I think Ol’ Pete finally passed away just a few years later after my mom moved us out to the Willamette valley in 1971. I often wondered; if I really did save his life that night, was it the life of a lonely alcoholic leading an existence of little meaning or purpose; or a life that was like a self-imposed march through purgatory for past sins and indiscretions? I didn’t realize how much I needed to try and understand. But then one day, nearly 40 years later, my mom was showing me some old newspaper clippings from Toledo when I happened upon a story about a war veteran. I realized it was about Ol’ Pete. It outlined how he served with distinction in WWI and was well known in the town of Toledo. He also took part in a mob that ran Japanese families out of Toledo in 1925 but reportedly worked later to make amends. It didn’t say much about how he ended up alone in a float house on the Yaquina bay, dedicated to his daily trip by foot, but it was clear he lived a life much deeper and complex than any of us realized. Maybe my grandpa knew; which might explain why he continued to look after Pete despite his loathing of anyone who drank to excess. Life is unpredictable and complicated; our perceptions about people, or judgments of their past, is often, narrowly defined by our own experiences.

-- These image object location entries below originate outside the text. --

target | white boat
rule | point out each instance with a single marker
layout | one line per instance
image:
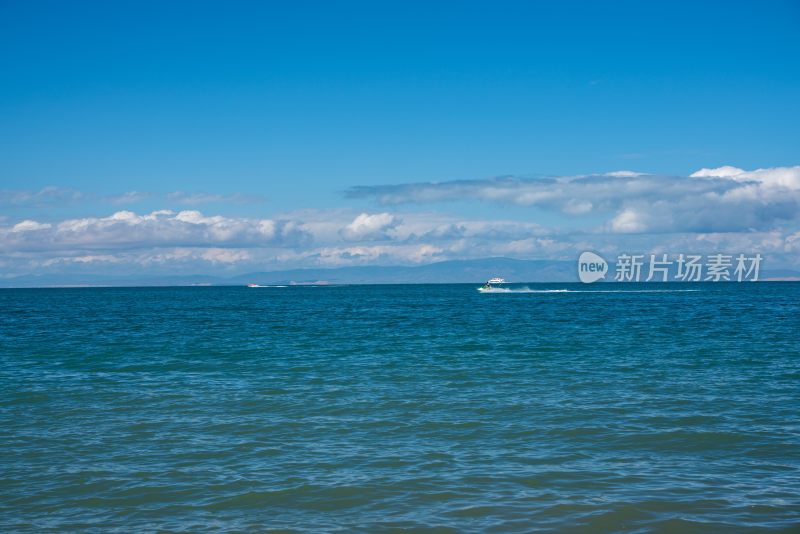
(489, 285)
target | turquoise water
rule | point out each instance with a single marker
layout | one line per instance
(375, 408)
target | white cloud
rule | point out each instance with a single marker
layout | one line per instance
(368, 227)
(725, 199)
(129, 197)
(164, 228)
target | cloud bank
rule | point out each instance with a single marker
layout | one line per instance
(724, 209)
(725, 199)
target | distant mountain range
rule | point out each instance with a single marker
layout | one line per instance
(454, 271)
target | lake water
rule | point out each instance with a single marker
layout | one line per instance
(612, 407)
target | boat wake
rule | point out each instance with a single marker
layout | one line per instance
(529, 290)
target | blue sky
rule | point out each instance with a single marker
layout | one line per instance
(280, 111)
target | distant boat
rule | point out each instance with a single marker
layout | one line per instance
(489, 285)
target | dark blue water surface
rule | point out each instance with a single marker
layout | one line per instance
(374, 408)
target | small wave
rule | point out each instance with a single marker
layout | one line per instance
(529, 290)
(524, 290)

As for me, it took 40 years to learn the lesson of that night. When I think of Pete now I prefer to imagine there was always a smile beneath that beard during those greetings. He wanted to live alone, making that walk nearly every day. His reasons for this life were his own and when he patted my head that day, it was clear he was happy for the chance to continue living it for just a bit longer. As for me, it would be convenient to say the experience of that stormy night helped me discover the secret to being a man but in truth, it was just one small step in my own complex journey. Such is life; a series of steps defined by the steps you took before and often, we don’t get to choose the path; many times we make bad choices; and we seem doomed to not fully understand events until enough distance is put between them; if we are to ever understand them at all. How we choose to deal with that is a personal thing. Pete was determined to dedicate his life to that daily walk and he was clearly happy with that. And during his walks, hands clasp behind his back, he would occasionally see a little boy and smile; and the little boy would smile back.